In the spring of 1928, she had a brief affair with Edmund Wilson. Adams apologized to Wilson for having "moped and quarreled" on the day she left for France.[5]
While in London, Adams met H.D., who introduced her to several figures in the London literary scene; in Paris she was invited to tea by Gertrude Stein. At the beginning of 1929, when Wilson wrote to her that he was thinking of marrying another woman, Adams wrote back that she had had a pregnancy and hinted that she had had a miscarriage, mentioning the need for a visit to a London doctor in October.[6] Guilt over the pregnancy - both Wilson, and a former student, Judith Farr, reported that Adams had a gift for making others feel guilty - combined with his heavy drinking, and indecision in other elements of his personal life led Wilson to a nervous collapse. Louise Bogan later revealed to him that Léonie's pregnancy had been imaginary,[7] and this caused a temporary rift between Bogan and Adams.
In 1929, her volume High Falcon was published. During the 1930s, she lived in the Ramapo Mountains near Hillburn, New York, and commuted to New York City to lecture on Victorian poetry at New York University. In 1930, she met writer and fellow New York University teacher William Troy. The two married in 1933. That same year she published This Measure. In 1935 she and her husband joined the faculty of Bennington College.
She taught English at various other colleges and universities including Douglass College (then known as the New Jersey College for Women), the University of Washington, the Bread Loaf Writers' Conference, Columbia University, and Sarah Lawrence College. The poets for whom Adams acted as a mentor included Louise Glück, recipient of the 2020 Nobel Prize in Literature and former United States Poet Laureate.[8] [9] Fantasy writer, poet and editor Lin Carter attended her Poetry Workshop while studying at Columbia University.[10] Marcella Comès Winslow painted a portrait of Adams in 1947.[11] In 1950, she received an honorary doctorate from the New Jersey College for Women.
Her Poems: A Selection won the 1954 Bollingen Prize.
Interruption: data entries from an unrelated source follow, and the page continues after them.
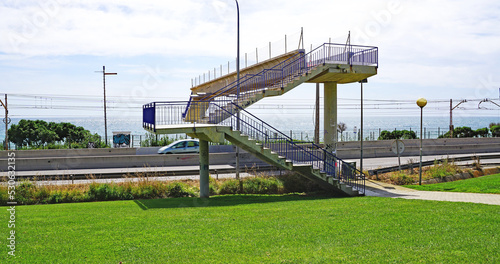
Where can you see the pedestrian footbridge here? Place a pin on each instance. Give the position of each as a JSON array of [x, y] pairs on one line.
[[216, 111]]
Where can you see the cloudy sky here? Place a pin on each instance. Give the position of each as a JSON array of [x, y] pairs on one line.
[[50, 50]]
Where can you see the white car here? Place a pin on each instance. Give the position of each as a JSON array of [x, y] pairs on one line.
[[181, 146]]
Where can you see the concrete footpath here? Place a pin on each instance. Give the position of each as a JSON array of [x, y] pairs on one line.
[[380, 189]]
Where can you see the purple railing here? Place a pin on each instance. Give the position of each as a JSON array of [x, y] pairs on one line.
[[284, 72]]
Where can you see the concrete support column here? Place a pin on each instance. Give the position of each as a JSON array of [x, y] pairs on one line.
[[330, 116], [204, 169]]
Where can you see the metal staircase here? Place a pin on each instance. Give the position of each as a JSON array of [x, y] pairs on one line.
[[222, 115]]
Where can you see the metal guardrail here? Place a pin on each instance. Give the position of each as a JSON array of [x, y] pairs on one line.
[[170, 113], [431, 162], [284, 72]]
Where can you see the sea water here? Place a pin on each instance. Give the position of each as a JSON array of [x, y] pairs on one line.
[[299, 126]]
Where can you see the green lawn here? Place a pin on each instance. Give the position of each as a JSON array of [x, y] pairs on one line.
[[484, 184], [257, 229]]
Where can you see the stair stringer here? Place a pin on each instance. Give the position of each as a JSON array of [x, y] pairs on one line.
[[267, 155]]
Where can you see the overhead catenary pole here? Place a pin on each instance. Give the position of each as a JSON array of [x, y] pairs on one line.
[[421, 102], [104, 73], [451, 114], [316, 122], [6, 121]]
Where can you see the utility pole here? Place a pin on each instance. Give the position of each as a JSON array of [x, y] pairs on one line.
[[316, 126], [6, 121], [104, 73]]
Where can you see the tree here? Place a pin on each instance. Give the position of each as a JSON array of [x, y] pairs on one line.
[[38, 133], [341, 127]]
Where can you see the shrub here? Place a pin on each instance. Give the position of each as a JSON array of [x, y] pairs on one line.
[[441, 170], [178, 189], [262, 185], [230, 187], [294, 182], [401, 178]]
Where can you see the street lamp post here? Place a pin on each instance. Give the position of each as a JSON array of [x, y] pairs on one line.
[[421, 102], [104, 73], [451, 114]]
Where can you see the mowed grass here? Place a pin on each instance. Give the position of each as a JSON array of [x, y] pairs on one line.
[[257, 229], [484, 184]]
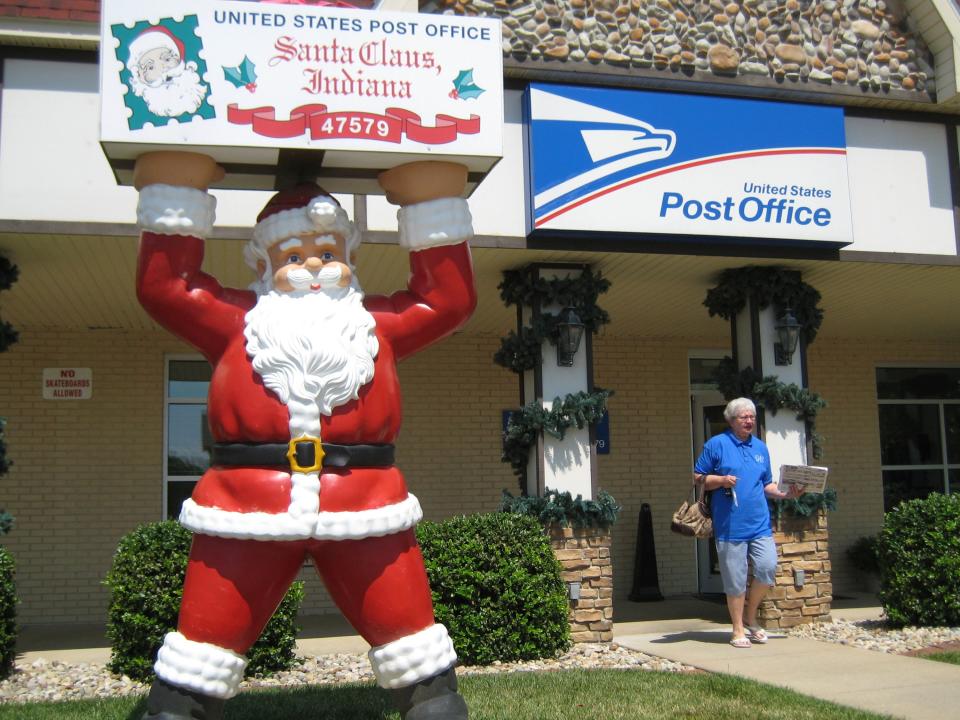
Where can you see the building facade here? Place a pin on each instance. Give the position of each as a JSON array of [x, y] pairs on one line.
[[105, 411]]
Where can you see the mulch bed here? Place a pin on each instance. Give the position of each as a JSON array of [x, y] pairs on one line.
[[942, 647]]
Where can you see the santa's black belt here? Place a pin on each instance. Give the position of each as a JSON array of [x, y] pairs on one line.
[[301, 455]]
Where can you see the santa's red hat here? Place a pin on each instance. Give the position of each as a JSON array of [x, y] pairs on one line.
[[306, 209], [154, 37]]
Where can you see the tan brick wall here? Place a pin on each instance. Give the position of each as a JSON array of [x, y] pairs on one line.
[[85, 471], [651, 457], [584, 556], [844, 372]]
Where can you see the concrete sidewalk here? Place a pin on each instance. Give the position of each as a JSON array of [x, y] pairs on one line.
[[687, 630], [904, 687]]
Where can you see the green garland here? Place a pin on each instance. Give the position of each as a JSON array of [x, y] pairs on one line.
[[8, 336], [522, 351], [8, 276], [563, 509], [769, 285], [525, 425], [805, 505]]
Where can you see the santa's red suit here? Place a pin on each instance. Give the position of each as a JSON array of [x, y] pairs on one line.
[[254, 525]]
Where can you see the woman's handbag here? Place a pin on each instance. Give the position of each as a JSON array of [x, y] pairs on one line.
[[693, 518]]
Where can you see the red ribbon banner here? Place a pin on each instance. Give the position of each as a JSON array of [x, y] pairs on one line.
[[389, 127]]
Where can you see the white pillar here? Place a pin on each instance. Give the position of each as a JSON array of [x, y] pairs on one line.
[[754, 335], [567, 464]]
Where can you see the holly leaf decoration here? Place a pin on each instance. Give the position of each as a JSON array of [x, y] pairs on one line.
[[243, 75], [463, 86]]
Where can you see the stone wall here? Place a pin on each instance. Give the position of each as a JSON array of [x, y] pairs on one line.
[[584, 554], [833, 45], [801, 545]]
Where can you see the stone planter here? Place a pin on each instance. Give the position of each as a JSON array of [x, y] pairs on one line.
[[584, 554], [802, 549]]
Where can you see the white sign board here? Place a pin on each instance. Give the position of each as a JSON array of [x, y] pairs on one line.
[[67, 383], [309, 92]]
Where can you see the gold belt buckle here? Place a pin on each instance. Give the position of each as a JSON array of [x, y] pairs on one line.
[[317, 450]]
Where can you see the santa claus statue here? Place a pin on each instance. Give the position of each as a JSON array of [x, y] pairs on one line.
[[304, 407], [160, 75]]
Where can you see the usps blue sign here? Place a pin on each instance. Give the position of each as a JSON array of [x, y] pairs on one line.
[[630, 161]]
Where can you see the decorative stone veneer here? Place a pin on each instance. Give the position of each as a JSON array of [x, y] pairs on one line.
[[841, 45], [584, 554], [801, 545]]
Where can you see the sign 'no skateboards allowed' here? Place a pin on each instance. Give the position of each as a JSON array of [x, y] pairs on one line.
[[268, 89]]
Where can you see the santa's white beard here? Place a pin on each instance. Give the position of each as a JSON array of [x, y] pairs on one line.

In a review of the book, Louise Bogan wrote: "Poems such as "Companions of the Morass," "For Harvest," "Grapes Making," and "The Runner with the Lots" spring from and are indications of a poetic endowment as deep as it is rare."[12]
In 1955, in a brief autobiography written for a biographical dictionary of modern literature, Adams threw a little light on her religious and political views: "My father... made me a childhood agnostic - I am now a Roman Catholic.... I am a very liberal democrat."[13]
In 1988, she died at the age of 88 in New Milford, Connecticut.
Superficially, Léonie Adams' style did not change greatly over her lifetime, but there was an initial shy wonder at the world that eventually became an intense and almost devotional lyricism. Her rich descriptions demonstrated great delicacy of perception and an exalted spirit. She bore comparison with Henry Vaughan and 17th century metaphysical poetry, especially in her near-religious ecstasy. In a mid-2000s critical commentary for the Wom-Po (Discussion of Women's Poetry) website, poet Annie Finch provided a more postmodern reading of Adams as "a lush, sensual poet who directed her sensuality not towards other people but primarily towards the materials of poetry, towards syntax and symbol, diction and word-sound, in short, towards the language itself," and went on to say that "Adams' poetry teases the balance between the incantatory and representational powers of poetic language. She uses the sounds of language as counterweights to her poems' ostensible meanings, complicating the act of reading and calling into question a reader's emotional responses."[14]